1 See Seema Sarohi, “Zana’s Shutters,” Outlook (14 March 2005). The essay can also be read on, Justin Podur, “No Social Problem Imperialism can’t fix (some info on Born into Brothels,” ZNet Blog, (8 April 2005).

2 See the letter written by the union representative Swapna Gayen, “Nightmares on Celluloid,” The Telegraph (15 March 2005). The letter is included in Podur (8 April 2005).

3 Roger Ebert, “Born into Brothels,” RogerEbert.com (11 February 2005).  Also, Liz Braun, “‘Brothels’ Gives Focus to Hope,” Toronto Sun (18 February 2005).  In fact, the reviews are overwhelmingly positive.  My quick internet search found app. 40 discussion sites with only three critical reviews.

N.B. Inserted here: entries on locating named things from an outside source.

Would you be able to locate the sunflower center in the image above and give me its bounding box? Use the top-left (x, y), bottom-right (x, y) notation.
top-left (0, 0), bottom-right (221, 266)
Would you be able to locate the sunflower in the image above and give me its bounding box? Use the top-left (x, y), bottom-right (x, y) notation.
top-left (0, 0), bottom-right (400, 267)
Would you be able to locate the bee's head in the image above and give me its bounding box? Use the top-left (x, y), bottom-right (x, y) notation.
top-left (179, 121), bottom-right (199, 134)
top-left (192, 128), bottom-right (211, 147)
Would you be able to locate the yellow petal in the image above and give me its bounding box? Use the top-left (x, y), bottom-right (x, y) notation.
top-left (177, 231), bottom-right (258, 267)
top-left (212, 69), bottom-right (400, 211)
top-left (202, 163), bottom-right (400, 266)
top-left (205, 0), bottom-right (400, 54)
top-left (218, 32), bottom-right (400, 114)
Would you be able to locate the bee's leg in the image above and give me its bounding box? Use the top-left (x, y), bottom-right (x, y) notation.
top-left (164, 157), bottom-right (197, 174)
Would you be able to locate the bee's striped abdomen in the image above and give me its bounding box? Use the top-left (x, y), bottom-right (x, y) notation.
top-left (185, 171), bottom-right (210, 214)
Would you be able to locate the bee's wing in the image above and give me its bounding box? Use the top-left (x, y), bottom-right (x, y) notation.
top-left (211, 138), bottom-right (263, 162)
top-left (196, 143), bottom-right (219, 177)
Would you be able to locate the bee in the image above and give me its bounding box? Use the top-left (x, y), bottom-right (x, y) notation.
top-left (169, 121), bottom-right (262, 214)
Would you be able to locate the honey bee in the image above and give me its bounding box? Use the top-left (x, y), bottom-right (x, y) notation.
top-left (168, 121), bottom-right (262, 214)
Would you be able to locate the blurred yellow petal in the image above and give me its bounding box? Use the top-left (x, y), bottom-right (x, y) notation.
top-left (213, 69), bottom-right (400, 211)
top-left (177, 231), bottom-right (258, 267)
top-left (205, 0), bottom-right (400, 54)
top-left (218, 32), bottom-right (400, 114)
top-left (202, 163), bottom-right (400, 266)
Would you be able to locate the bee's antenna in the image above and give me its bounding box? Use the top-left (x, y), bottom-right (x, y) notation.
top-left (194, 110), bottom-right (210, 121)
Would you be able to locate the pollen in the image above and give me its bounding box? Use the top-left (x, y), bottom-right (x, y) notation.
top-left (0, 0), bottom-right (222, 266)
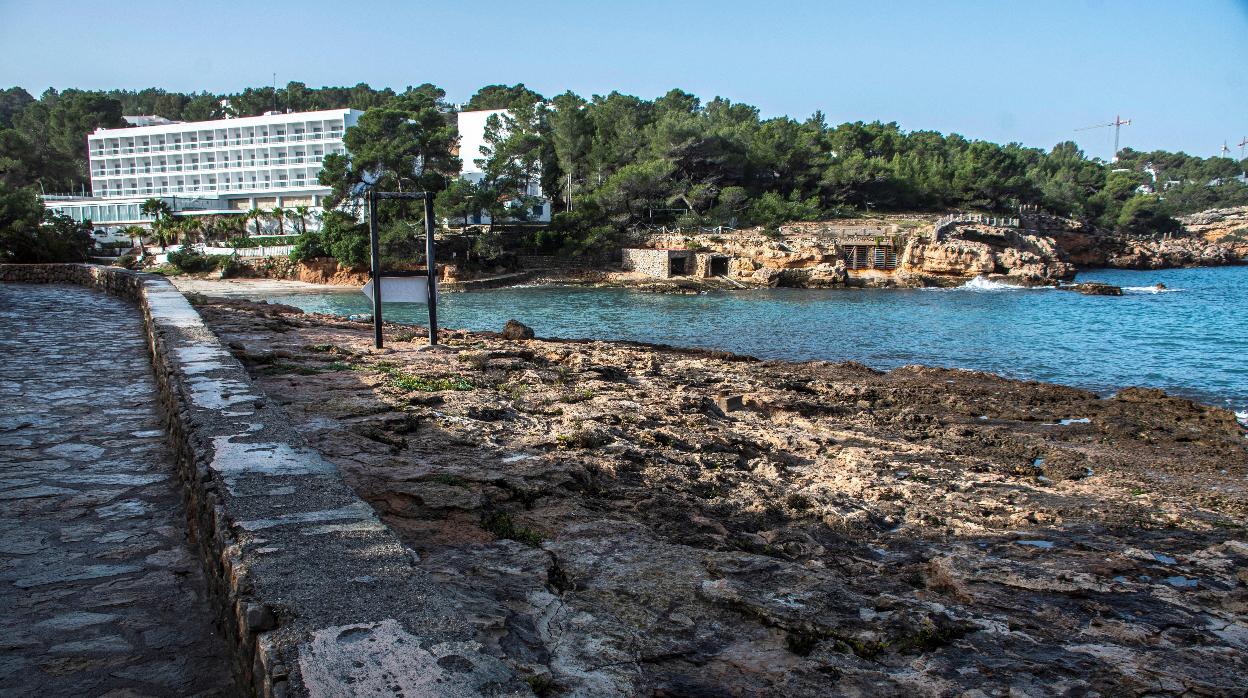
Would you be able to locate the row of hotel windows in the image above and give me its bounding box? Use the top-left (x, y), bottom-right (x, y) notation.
top-left (90, 127), bottom-right (343, 157)
top-left (51, 204), bottom-right (142, 224)
top-left (96, 175), bottom-right (321, 197)
top-left (91, 149), bottom-right (346, 177)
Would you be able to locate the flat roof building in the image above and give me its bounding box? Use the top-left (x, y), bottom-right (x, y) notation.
top-left (456, 109), bottom-right (552, 225)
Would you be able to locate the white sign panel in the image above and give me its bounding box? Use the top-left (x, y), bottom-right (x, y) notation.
top-left (361, 276), bottom-right (429, 303)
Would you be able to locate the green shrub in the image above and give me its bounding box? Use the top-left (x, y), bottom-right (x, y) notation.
top-left (168, 247), bottom-right (218, 273)
top-left (227, 233), bottom-right (298, 250)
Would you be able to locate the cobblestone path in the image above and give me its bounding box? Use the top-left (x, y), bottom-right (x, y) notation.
top-left (0, 283), bottom-right (235, 698)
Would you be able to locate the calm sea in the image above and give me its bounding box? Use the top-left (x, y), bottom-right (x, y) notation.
top-left (255, 267), bottom-right (1248, 418)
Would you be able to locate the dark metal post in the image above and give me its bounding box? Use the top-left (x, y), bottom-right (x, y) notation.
top-left (424, 194), bottom-right (438, 346)
top-left (368, 191), bottom-right (382, 348)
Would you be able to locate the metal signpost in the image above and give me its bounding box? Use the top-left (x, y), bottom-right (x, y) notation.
top-left (363, 190), bottom-right (438, 348)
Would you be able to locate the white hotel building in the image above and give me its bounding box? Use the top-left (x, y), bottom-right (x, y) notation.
top-left (45, 109), bottom-right (363, 231)
top-left (44, 109), bottom-right (550, 238)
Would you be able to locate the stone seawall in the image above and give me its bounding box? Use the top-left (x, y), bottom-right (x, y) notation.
top-left (0, 265), bottom-right (529, 698)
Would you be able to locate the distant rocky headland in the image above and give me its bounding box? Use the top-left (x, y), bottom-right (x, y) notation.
top-left (192, 295), bottom-right (1248, 697)
top-left (217, 206), bottom-right (1248, 292)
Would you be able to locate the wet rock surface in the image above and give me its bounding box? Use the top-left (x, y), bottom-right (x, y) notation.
top-left (198, 298), bottom-right (1248, 696)
top-left (0, 285), bottom-right (236, 697)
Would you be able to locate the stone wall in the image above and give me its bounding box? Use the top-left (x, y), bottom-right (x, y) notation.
top-left (0, 265), bottom-right (516, 698)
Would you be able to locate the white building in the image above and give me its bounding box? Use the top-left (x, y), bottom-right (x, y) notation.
top-left (45, 109), bottom-right (363, 237)
top-left (457, 109), bottom-right (550, 225)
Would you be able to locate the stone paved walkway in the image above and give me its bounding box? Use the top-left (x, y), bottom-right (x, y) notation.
top-left (0, 283), bottom-right (235, 698)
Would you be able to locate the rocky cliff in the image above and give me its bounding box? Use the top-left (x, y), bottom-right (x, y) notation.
top-left (1179, 206), bottom-right (1248, 258)
top-left (646, 206), bottom-right (1248, 287)
top-left (649, 220), bottom-right (1076, 287)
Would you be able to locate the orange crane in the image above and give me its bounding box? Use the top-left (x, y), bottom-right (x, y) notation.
top-left (1075, 115), bottom-right (1131, 162)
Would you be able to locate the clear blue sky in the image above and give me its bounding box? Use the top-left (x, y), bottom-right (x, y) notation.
top-left (0, 0), bottom-right (1248, 156)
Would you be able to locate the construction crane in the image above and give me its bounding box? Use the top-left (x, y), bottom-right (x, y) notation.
top-left (1075, 115), bottom-right (1131, 162)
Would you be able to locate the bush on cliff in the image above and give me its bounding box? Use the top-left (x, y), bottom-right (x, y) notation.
top-left (168, 247), bottom-right (219, 273)
top-left (291, 211), bottom-right (368, 268)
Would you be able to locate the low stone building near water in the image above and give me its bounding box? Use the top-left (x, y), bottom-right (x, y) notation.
top-left (620, 247), bottom-right (731, 278)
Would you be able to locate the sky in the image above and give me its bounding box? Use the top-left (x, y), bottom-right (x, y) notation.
top-left (0, 0), bottom-right (1248, 157)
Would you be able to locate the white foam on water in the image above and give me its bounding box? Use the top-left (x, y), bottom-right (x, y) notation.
top-left (953, 276), bottom-right (1027, 292)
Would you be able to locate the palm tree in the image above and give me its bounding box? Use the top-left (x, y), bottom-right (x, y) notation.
top-left (139, 199), bottom-right (173, 221)
top-left (152, 219), bottom-right (176, 252)
top-left (121, 226), bottom-right (147, 247)
top-left (180, 217), bottom-right (205, 243)
top-left (268, 206), bottom-right (286, 235)
top-left (242, 209), bottom-right (267, 237)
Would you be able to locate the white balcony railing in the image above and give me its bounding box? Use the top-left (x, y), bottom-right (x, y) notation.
top-left (91, 131), bottom-right (343, 157)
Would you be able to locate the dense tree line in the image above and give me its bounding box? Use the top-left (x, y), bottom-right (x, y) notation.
top-left (0, 82), bottom-right (1248, 264)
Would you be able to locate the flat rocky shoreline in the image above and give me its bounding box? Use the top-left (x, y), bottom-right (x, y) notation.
top-left (192, 296), bottom-right (1248, 696)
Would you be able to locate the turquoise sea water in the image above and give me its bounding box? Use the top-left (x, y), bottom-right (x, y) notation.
top-left (255, 267), bottom-right (1248, 416)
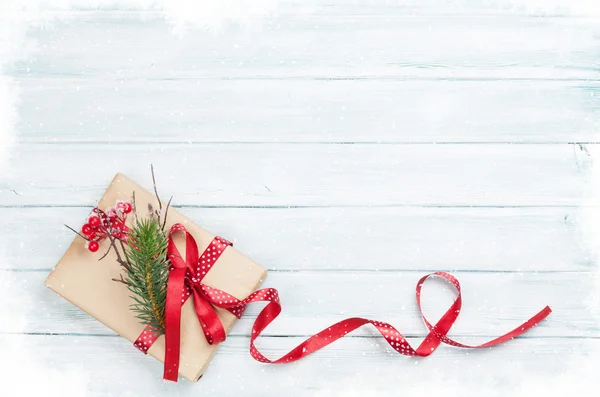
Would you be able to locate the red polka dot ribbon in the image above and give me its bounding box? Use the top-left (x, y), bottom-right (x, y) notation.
top-left (135, 224), bottom-right (552, 382)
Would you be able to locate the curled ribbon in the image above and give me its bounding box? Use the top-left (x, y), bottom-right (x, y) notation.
top-left (134, 224), bottom-right (552, 382)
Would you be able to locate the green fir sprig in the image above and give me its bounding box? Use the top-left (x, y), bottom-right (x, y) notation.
top-left (124, 216), bottom-right (169, 335)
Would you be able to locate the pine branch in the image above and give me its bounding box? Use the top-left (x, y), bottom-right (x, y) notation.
top-left (125, 217), bottom-right (169, 335)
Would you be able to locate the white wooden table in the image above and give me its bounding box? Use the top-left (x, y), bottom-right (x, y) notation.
top-left (0, 0), bottom-right (600, 396)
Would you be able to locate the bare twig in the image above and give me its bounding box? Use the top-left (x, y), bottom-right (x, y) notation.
top-left (65, 224), bottom-right (90, 241)
top-left (162, 196), bottom-right (173, 232)
top-left (98, 245), bottom-right (111, 261)
top-left (150, 164), bottom-right (162, 225)
top-left (111, 274), bottom-right (131, 286)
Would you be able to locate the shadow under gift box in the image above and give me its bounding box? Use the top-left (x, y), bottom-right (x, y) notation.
top-left (44, 174), bottom-right (267, 381)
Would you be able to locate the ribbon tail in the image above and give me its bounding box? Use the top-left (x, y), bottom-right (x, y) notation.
top-left (163, 268), bottom-right (186, 382)
top-left (194, 288), bottom-right (227, 345)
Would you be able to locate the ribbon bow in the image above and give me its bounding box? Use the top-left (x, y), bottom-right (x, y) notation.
top-left (134, 224), bottom-right (552, 381)
top-left (164, 223), bottom-right (244, 381)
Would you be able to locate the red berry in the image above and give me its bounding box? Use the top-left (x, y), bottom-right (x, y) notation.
top-left (81, 223), bottom-right (94, 236)
top-left (88, 215), bottom-right (100, 227)
top-left (88, 241), bottom-right (100, 252)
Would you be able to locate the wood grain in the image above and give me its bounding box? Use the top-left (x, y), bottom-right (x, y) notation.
top-left (0, 0), bottom-right (600, 397)
top-left (0, 206), bottom-right (594, 272)
top-left (19, 76), bottom-right (600, 143)
top-left (7, 270), bottom-right (600, 340)
top-left (8, 11), bottom-right (600, 80)
top-left (0, 144), bottom-right (589, 207)
top-left (0, 335), bottom-right (599, 396)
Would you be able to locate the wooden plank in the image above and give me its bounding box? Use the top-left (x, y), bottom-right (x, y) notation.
top-left (0, 335), bottom-right (599, 396)
top-left (8, 11), bottom-right (600, 80)
top-left (0, 144), bottom-right (589, 206)
top-left (0, 204), bottom-right (595, 271)
top-left (18, 77), bottom-right (600, 143)
top-left (8, 270), bottom-right (600, 338)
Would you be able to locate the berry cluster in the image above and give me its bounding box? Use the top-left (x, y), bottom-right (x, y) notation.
top-left (81, 200), bottom-right (133, 252)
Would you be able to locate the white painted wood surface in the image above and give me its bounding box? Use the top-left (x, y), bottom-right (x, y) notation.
top-left (0, 1), bottom-right (600, 396)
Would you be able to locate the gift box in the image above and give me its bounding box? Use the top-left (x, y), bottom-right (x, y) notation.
top-left (45, 174), bottom-right (266, 381)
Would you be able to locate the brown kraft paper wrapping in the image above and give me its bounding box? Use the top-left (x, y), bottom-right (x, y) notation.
top-left (44, 174), bottom-right (267, 381)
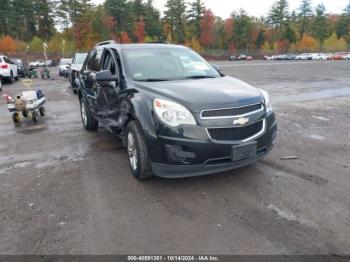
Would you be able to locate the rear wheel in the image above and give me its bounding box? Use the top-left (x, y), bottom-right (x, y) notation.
top-left (80, 98), bottom-right (98, 131)
top-left (125, 121), bottom-right (153, 180)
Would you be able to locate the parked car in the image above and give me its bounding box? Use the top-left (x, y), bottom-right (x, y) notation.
top-left (78, 44), bottom-right (277, 179)
top-left (29, 60), bottom-right (45, 67)
top-left (58, 58), bottom-right (72, 77)
top-left (312, 53), bottom-right (328, 60)
top-left (0, 55), bottom-right (18, 83)
top-left (68, 53), bottom-right (87, 94)
top-left (11, 58), bottom-right (27, 77)
top-left (295, 53), bottom-right (312, 60)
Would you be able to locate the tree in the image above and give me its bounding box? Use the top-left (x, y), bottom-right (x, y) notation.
top-left (298, 0), bottom-right (312, 39)
top-left (164, 0), bottom-right (187, 43)
top-left (268, 0), bottom-right (289, 30)
top-left (199, 9), bottom-right (215, 47)
top-left (335, 1), bottom-right (350, 48)
top-left (55, 0), bottom-right (92, 28)
top-left (233, 9), bottom-right (253, 52)
top-left (29, 36), bottom-right (43, 52)
top-left (224, 17), bottom-right (234, 48)
top-left (104, 0), bottom-right (136, 33)
top-left (187, 0), bottom-right (205, 38)
top-left (312, 4), bottom-right (331, 48)
top-left (134, 16), bottom-right (145, 43)
top-left (120, 32), bottom-right (131, 44)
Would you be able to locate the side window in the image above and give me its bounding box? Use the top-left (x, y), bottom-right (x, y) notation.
top-left (89, 50), bottom-right (102, 72)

4 Partha Bannerjee, “Lingering Questions on Born into Brothels,” published in Podur (8 April 2005).

5 Gayen (15 March 2005).


Jyotsna Kapur teaches in the department of Cinema and Photography, Southern Illinois University. Her book Coining Capital: Movies, Marketing, and the Transformation of Childhood was published by Rutgers University Press this year. Her research and teaching interests are documentary and ethnographic film, the Japanese and German New Wave, postmodernity and globalization of media industry, and critical theory based on Marxism, socialist-feminism, and race.